AI training: A Backward Cat Picture is Still a Cat Picture

AI training: A Backward Cat Picture is Still a Cat Picture

Genes constitute only a minor portion of the human genome. There are large regions of DNA between them that tell cells when, where, and how much each gene should be employed. These regulatory motifs are biological instruction manuals. That sounds complicated, and it is.

The instructions for gene regulation are inscribed in a convoluted code that scientists are attempting to decipher using artificial intelligence. Deep neural networks (DNNs), which excel at detecting patterns in vast datasets, are being used to understand the laws of DNA control. DNNs are at the heart of well-known AI technologies such as ChatGPT. Thanks to a new tool developed by Cold Spring Harbor Laboratory Assistant Professor Peter Koo, genome-analyzing DNNs can now be trained with far more data than can be obtained through experiments alone.

“With DNNs, the mantra is more data, better,” adds Koo. “We really need to see a variety of genomes for these models to learn robust motif signals.” However, in certain cases, biology is the limiting factor since we can’t produce more data than exists inside the cell.”

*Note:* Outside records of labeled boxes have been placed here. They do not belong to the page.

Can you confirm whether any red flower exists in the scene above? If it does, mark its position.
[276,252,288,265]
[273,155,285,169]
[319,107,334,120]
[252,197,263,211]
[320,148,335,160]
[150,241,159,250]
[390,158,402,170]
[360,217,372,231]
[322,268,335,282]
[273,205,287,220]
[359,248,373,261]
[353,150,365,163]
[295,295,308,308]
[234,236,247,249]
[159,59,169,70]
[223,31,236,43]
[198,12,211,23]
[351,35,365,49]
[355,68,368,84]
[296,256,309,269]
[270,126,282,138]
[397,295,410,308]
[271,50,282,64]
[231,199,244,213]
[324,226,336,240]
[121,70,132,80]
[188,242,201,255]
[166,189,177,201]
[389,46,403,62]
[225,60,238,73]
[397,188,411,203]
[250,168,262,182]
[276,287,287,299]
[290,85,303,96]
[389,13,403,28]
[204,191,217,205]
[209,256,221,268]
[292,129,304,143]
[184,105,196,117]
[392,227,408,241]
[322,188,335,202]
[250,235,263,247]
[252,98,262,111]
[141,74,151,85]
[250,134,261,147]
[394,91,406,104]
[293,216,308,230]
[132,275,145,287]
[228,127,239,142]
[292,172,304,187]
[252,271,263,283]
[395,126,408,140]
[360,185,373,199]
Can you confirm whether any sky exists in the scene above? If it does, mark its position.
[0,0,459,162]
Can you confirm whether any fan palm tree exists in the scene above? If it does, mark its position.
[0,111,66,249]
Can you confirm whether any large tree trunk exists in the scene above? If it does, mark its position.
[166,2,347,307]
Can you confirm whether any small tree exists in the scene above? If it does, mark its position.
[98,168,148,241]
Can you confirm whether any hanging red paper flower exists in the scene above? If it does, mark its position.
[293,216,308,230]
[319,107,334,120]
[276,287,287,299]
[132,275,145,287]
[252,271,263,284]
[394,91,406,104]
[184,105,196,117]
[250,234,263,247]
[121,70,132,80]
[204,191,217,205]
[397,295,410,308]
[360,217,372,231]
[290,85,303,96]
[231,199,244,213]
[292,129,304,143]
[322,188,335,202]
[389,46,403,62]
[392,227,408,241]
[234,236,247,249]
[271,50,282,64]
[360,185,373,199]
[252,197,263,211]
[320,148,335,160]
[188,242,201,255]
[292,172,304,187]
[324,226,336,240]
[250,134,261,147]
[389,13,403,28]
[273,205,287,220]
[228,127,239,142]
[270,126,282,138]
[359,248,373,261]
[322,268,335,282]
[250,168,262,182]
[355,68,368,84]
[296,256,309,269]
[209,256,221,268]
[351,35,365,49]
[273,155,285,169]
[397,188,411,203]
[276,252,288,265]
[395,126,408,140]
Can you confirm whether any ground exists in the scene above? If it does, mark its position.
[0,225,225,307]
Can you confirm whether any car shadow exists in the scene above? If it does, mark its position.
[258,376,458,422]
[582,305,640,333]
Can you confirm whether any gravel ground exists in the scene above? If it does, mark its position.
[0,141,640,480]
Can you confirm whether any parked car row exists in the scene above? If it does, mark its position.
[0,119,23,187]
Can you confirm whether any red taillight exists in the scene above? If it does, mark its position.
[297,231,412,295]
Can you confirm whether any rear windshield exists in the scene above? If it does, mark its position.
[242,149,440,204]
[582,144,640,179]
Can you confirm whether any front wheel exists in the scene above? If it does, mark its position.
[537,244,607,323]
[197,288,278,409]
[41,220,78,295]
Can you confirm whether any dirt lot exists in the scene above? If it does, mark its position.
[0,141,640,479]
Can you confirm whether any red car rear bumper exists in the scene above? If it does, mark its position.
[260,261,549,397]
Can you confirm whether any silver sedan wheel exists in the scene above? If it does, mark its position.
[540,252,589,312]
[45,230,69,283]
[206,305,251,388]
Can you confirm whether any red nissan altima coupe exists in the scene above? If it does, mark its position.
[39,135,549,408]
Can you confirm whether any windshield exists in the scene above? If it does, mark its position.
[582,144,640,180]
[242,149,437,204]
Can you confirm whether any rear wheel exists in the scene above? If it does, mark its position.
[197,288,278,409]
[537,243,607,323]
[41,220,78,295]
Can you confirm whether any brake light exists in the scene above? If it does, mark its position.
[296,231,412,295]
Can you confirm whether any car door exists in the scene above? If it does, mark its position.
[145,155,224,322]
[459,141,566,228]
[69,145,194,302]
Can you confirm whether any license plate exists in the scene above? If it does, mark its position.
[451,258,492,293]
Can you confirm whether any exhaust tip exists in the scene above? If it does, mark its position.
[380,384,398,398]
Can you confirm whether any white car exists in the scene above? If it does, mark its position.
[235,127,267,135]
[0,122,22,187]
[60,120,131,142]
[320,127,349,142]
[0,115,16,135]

If an AI learns from a small number of instances, it may misunderstand how a regulatory motif affects gene activity. The issue is that certain themes are unusual. There are very few instances in nature.

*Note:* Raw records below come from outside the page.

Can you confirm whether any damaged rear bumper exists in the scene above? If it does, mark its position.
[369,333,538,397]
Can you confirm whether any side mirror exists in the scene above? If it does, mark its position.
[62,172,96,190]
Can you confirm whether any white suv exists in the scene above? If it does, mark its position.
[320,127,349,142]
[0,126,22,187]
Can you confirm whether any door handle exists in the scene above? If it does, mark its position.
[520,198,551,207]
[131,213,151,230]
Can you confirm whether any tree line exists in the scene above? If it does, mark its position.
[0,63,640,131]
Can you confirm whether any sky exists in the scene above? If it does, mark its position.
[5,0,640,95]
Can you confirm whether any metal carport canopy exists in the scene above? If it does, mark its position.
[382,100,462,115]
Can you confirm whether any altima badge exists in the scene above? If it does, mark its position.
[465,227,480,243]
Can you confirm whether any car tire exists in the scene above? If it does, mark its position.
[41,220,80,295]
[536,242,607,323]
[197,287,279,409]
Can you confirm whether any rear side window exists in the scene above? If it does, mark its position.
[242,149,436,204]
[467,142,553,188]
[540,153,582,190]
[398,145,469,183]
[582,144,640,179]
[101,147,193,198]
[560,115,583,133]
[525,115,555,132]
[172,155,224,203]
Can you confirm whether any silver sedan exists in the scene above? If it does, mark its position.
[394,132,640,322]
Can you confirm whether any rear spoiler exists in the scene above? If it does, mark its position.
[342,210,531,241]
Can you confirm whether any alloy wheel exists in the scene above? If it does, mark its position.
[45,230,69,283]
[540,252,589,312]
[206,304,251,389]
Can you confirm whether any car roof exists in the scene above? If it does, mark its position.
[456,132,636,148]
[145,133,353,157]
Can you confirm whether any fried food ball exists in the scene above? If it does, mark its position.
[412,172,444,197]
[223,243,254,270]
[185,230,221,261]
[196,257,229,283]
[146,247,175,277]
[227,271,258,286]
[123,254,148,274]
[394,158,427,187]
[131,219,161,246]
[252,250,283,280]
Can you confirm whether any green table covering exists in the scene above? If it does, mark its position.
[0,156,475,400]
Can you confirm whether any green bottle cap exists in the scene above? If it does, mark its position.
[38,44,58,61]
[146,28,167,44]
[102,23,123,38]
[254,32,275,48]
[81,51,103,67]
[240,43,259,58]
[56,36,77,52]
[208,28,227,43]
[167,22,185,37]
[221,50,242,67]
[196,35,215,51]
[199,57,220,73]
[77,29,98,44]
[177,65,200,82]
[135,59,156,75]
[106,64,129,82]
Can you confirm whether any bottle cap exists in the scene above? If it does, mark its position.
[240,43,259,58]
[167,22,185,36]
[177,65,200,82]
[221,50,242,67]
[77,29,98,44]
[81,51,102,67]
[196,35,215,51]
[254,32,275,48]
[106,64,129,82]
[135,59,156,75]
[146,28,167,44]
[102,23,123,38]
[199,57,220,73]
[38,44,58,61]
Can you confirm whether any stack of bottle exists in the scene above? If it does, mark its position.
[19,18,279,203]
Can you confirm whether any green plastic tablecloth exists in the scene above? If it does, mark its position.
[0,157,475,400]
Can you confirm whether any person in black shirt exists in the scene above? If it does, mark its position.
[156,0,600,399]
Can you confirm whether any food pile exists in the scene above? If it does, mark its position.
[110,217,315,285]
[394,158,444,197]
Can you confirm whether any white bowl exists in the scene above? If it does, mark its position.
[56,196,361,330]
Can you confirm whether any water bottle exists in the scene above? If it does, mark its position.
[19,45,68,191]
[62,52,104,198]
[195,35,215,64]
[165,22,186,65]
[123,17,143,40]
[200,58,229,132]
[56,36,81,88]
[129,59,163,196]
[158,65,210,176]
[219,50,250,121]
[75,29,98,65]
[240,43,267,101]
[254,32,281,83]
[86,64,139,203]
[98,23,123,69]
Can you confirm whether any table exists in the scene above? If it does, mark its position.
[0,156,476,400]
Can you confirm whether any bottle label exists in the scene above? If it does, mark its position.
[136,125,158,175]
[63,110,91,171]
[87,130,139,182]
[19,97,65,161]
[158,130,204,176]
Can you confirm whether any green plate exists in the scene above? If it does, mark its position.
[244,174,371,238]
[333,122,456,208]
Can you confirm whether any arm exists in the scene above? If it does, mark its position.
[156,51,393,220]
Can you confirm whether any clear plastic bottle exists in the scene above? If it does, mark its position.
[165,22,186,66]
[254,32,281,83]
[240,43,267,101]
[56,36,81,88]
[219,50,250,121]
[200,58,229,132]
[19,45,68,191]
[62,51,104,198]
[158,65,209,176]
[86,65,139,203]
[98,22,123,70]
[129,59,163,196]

To address this restriction, Koo and his colleagues created EvoAug, a novel way of supplementing the data used to train DNNs. EvoAug was inspired by an unnoticed dataset: evolution. The process begins by generating artificial DNA sequences that nearly match real sequences found in cells. The sequences are tweaked in the same way genetic mutations have naturally altered the genome during evolution.

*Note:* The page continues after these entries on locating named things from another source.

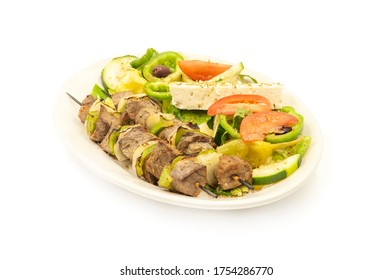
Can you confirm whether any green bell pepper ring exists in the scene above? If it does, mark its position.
[144,82,171,101]
[131,48,158,69]
[142,51,184,83]
[264,106,304,144]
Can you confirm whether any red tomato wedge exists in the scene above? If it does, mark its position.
[240,111,299,142]
[177,60,232,81]
[207,94,272,116]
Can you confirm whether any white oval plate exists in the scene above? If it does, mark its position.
[54,55,322,210]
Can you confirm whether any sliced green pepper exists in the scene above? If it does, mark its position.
[264,106,304,144]
[135,144,156,177]
[142,51,184,83]
[131,48,158,68]
[144,81,171,101]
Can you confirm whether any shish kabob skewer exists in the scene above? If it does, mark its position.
[67,93,253,197]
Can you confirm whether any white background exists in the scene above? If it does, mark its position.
[0,0,392,279]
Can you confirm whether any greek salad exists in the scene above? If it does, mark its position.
[72,48,311,198]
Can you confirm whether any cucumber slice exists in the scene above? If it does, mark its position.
[252,154,302,185]
[209,62,244,82]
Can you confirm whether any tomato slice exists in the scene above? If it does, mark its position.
[240,111,299,142]
[207,94,272,116]
[177,60,232,81]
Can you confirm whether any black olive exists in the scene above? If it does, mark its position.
[152,65,171,78]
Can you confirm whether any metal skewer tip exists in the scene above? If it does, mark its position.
[65,92,82,106]
[232,175,255,190]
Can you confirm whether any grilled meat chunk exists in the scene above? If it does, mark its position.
[143,140,180,184]
[117,126,158,159]
[214,155,252,190]
[112,91,135,108]
[90,106,121,142]
[78,94,95,123]
[177,131,215,155]
[170,159,207,196]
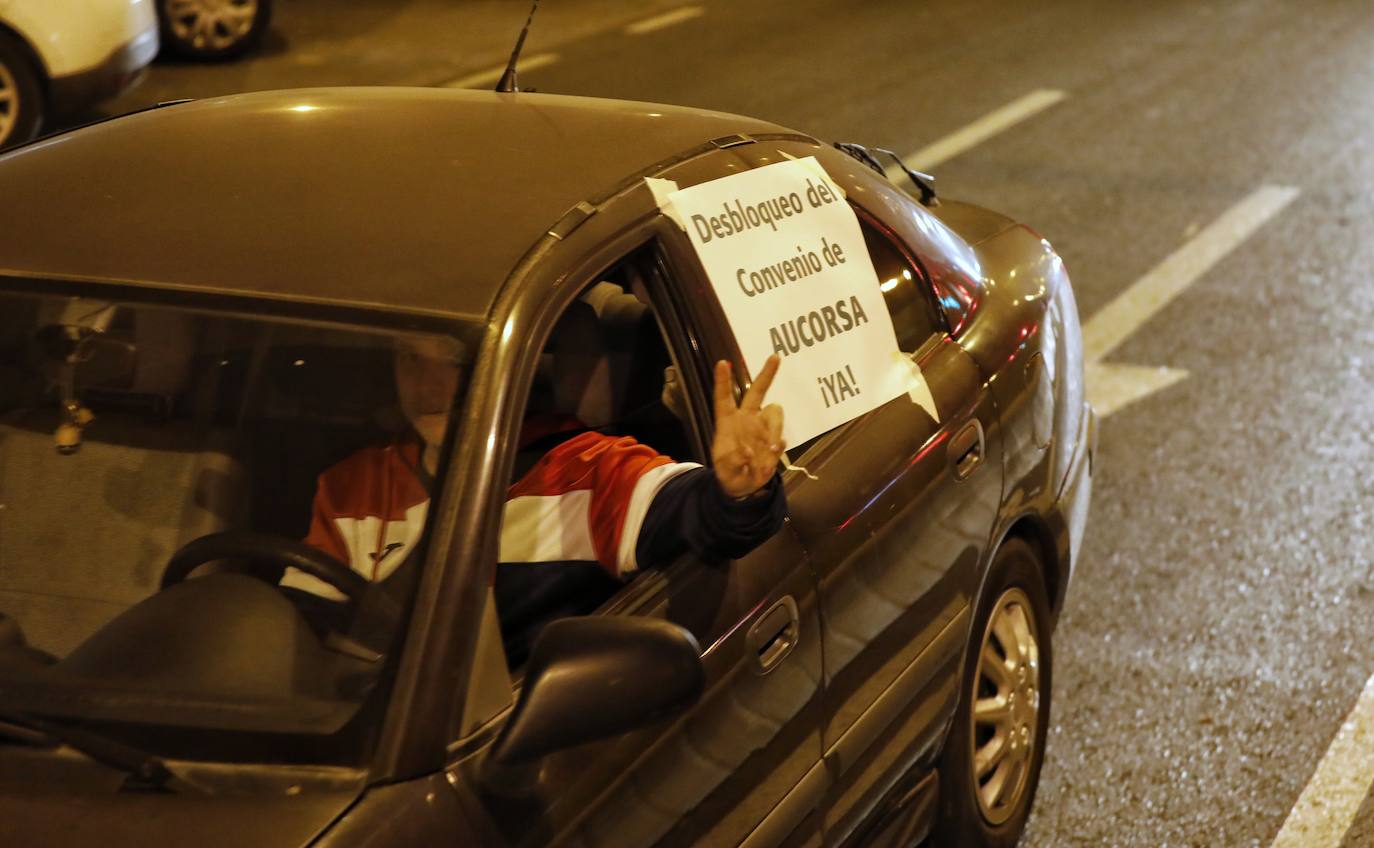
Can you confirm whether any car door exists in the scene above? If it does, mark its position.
[708,142,1002,844]
[450,200,823,848]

With one important assumption, the models are then taught to detect regulatory motifs using the new sequences. It is expected that the great majority of changes will not interfere with the sequences’ functionality. Koo compares this kind of data supplementation to training image-recognition software using mirror pictures of the same animal. The computer realizes that a reverse cat image is still a cat image.

According to Koo, some DNA alterations do affect function. As a result, EvoAug incorporates a second training process that exclusively uses real biological data. This directs the model “back to the biological reality of the dataset,” according to Koo.

Koo’s team discovered that models trained with EvoAug outperform those trained just on biological data. As a consequence, scientists may soon have a greater understanding of the regulatory DNA that dictates the laws of life itself. Ultimately, this might lead to a completely new understanding of human health.